In this case, the develop section should be augmented with the packages you would like to develop. There, you can list directories that contain Python packages, which will be build in exactly the order that you specified. With this option, you can tell buildout particularly, in which directories it should look for some packages.

[buildout]
...

eggs = bob.blitz
       bob.example.project

extensions = bob.buildout
             mr.developer

auto-checkout = *

develop = src/bob.blitz
          .

[sources]
bob.blitz = git https://gitlab.idiap.ch/bob/bob.blitz
...

A new section called [sources] appears, where the package information for mr.developer is initialized. For more details, please read its documentation. Again, mr.developer does not automatically place the packages into the develop list (and neither in the eggs), so you have to do that yourself.

With this augmented buildout.cfg, the buildout command will perform the following steps:

  1. It checks out the packages that you specified using mr.developer.
  2. It develops all packages in the develop section (it links the source of the packages to your local environment).
  3. It will go through the list of eggs and search for according packages in the following order:
    1. In one of the already developed directories.
    2. In the python environment, e.g., packages installed with pip.
    3. Online, i.e. on PyPI.
  4. It will populate the ./bin directory with all the console_scripts that you have specified in the setup.py. In our example, this is ./bin/bob_example_project_version.py.
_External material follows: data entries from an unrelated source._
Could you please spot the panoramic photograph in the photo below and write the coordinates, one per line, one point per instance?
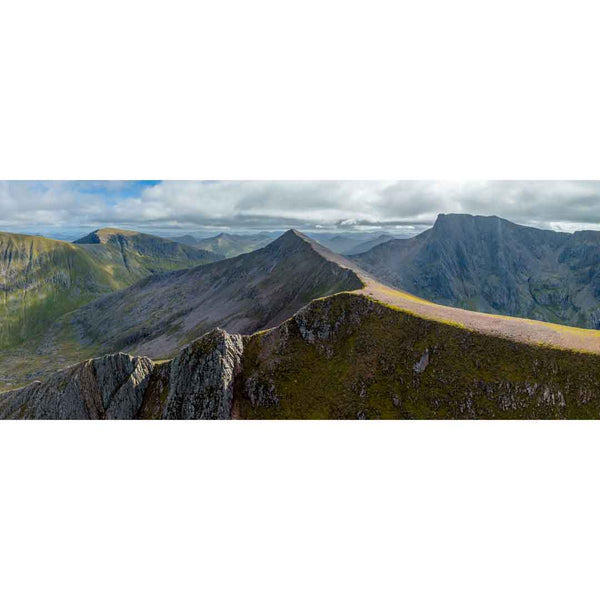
(299, 299)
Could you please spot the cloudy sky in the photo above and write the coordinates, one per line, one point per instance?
(208, 206)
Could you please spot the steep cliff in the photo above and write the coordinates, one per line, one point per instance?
(341, 357)
(492, 265)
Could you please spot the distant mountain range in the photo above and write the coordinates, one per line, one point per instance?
(492, 265)
(243, 294)
(41, 279)
(230, 245)
(227, 245)
(295, 330)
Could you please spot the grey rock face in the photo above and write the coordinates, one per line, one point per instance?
(489, 264)
(111, 387)
(202, 376)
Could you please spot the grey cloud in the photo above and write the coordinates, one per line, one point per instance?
(335, 205)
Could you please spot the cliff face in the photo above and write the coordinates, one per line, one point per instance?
(343, 357)
(111, 387)
(492, 265)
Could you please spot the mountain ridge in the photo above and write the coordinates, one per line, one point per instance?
(345, 356)
(489, 264)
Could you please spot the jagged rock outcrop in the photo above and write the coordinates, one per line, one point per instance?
(491, 265)
(341, 357)
(201, 378)
(111, 387)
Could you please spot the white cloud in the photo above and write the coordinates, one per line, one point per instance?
(395, 205)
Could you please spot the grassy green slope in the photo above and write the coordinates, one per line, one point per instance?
(41, 279)
(351, 357)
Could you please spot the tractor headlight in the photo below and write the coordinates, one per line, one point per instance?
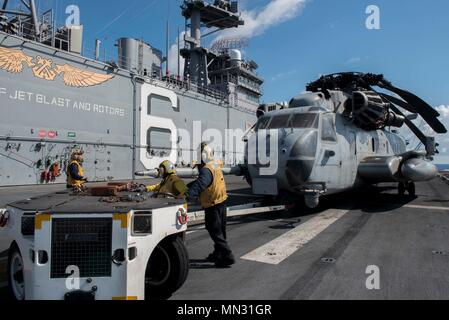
(142, 223)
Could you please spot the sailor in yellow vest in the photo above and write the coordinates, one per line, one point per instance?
(210, 188)
(75, 171)
(171, 183)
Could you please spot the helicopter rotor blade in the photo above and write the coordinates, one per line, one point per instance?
(430, 118)
(409, 97)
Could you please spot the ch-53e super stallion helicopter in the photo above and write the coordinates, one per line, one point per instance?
(339, 136)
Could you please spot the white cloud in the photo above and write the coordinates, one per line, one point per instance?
(258, 21)
(353, 60)
(281, 75)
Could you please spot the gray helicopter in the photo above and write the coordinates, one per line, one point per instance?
(340, 135)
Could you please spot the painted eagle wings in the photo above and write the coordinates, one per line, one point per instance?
(74, 77)
(12, 60)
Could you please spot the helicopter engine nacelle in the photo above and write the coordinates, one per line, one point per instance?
(371, 112)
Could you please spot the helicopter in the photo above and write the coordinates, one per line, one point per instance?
(341, 134)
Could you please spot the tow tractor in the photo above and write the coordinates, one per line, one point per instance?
(106, 244)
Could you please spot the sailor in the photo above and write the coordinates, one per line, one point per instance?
(171, 183)
(75, 171)
(210, 188)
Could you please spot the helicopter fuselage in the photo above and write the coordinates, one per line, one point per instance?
(312, 149)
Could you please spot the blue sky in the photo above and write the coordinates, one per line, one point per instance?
(314, 37)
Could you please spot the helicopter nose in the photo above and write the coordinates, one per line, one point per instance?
(302, 159)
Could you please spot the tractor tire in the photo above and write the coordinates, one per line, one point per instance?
(167, 269)
(16, 277)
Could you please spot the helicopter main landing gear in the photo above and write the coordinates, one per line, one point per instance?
(409, 187)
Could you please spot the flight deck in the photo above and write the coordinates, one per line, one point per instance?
(324, 253)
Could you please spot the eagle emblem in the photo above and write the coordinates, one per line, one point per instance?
(14, 61)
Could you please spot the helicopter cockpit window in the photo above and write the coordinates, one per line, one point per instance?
(304, 120)
(328, 132)
(279, 122)
(262, 124)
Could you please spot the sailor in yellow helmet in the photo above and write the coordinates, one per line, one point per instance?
(75, 171)
(210, 188)
(171, 183)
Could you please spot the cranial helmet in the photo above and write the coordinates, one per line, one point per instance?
(206, 153)
(166, 168)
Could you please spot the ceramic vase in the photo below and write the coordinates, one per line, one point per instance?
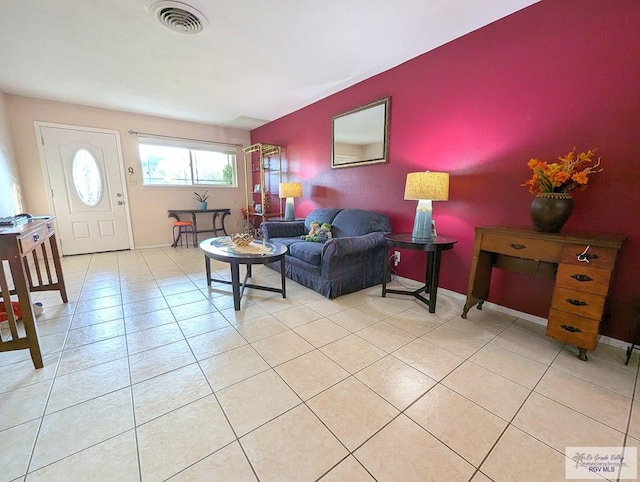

The order of packages that you list in eggs and develop are important and dependencies should be listed first. Especially, when you want to use a private package and which not available through pypi. If you do not specify them in order, you might face with some errors like this:

Could not find index page for 'a.bob.package' (maybe misspelled?)

If you see such errors, you may need to add the missing package to eggs and develop and sources (of course, respecting the order of dependencies).

Note

We advise to always have two configuration files to be used with buildout:
  1. A simple minimal buildout.cfg file, such as the one in bob.example.project
  2. A more complete version, called develop.cfg that checks out whatever (Bob) packages that your project depend on.

Buildout by default looks for buildout.cfg in your current folder and uses that configuration file. You can specify a different config file with the -c option:

$ buildout -c develop.cfg

Your local environment

After buildout has finished, you should now be able to execute ./bin/bob_example_project_version.py:

$ ./bin/bob_example_project_version.py
bob.blitz: 2.0.5 [api=0x0201] ([PATH]/eggs/bob.blitz-2.0.5-py2.7-linux-x86_64.egg)
* C/C++ dependencies:
  - Blitz++: 0.10
  - Boost: 1.55.0
  - Compiler: {'version': '4.9.2', 'name': 'gcc'}
  - NumPy: {'abi': '0x01000009', 'api': '0x00000009'}
  - Python: 2.7.9
* Python dependencies:
  - bob.extension: 2.0.7 ([PATH]/bob.example.project/eggs/bob.extension-2.0.7-py2.7.egg)
  - numpy: 1.8.2 (/usr/lib/python2.7/dist-packages)
  - setuptools: 15.1 ([PATH]/bob.example.project/eggs/setuptools-15.1-py2.7.egg)

Also, when using the newly generated ./bin/python script, you can access all packages that you have developed, including your own package:

$ ./bin/python
>>> import bob.example.project
>>> print (bob.example.project)
<module 'bob.example.project' from '[PATH]/bob/example/project/__init__.py'>
>>> print (bob.example.project.get_config())
bob.example.project: 0.0.1a0 ([PATH]/bob.example.project)
* Python dependencies:
  - bob.blitz: 2.0.5 ([PATH]/eggs/bob.blitz-2.0.5-py2.7-linux-x86_64.egg)
  - bob.extension: 2.0.7 ([PATH]/bob.example.project/eggs/bob.extension-2.0.7-py2.7.egg)
  - numpy: 1.8.2 (/usr/lib/python2.7/dist-packages)
  - setuptools: 15.1 ([PATH]/bob.example.project/eggs/setuptools-15.1-py2.7.egg)

Everything is now setup for you to continue the development of this package. Modify all required files to setup your own package name, description and dependencies. Start adding files to your library (or libraries) and, if you wish, make this package available in a place with public access to make your research public. We recommend using Gitlab or GitHub. Optionally, drop-us a message talking about the availability of this package so we can add it to the growing list of bob packages.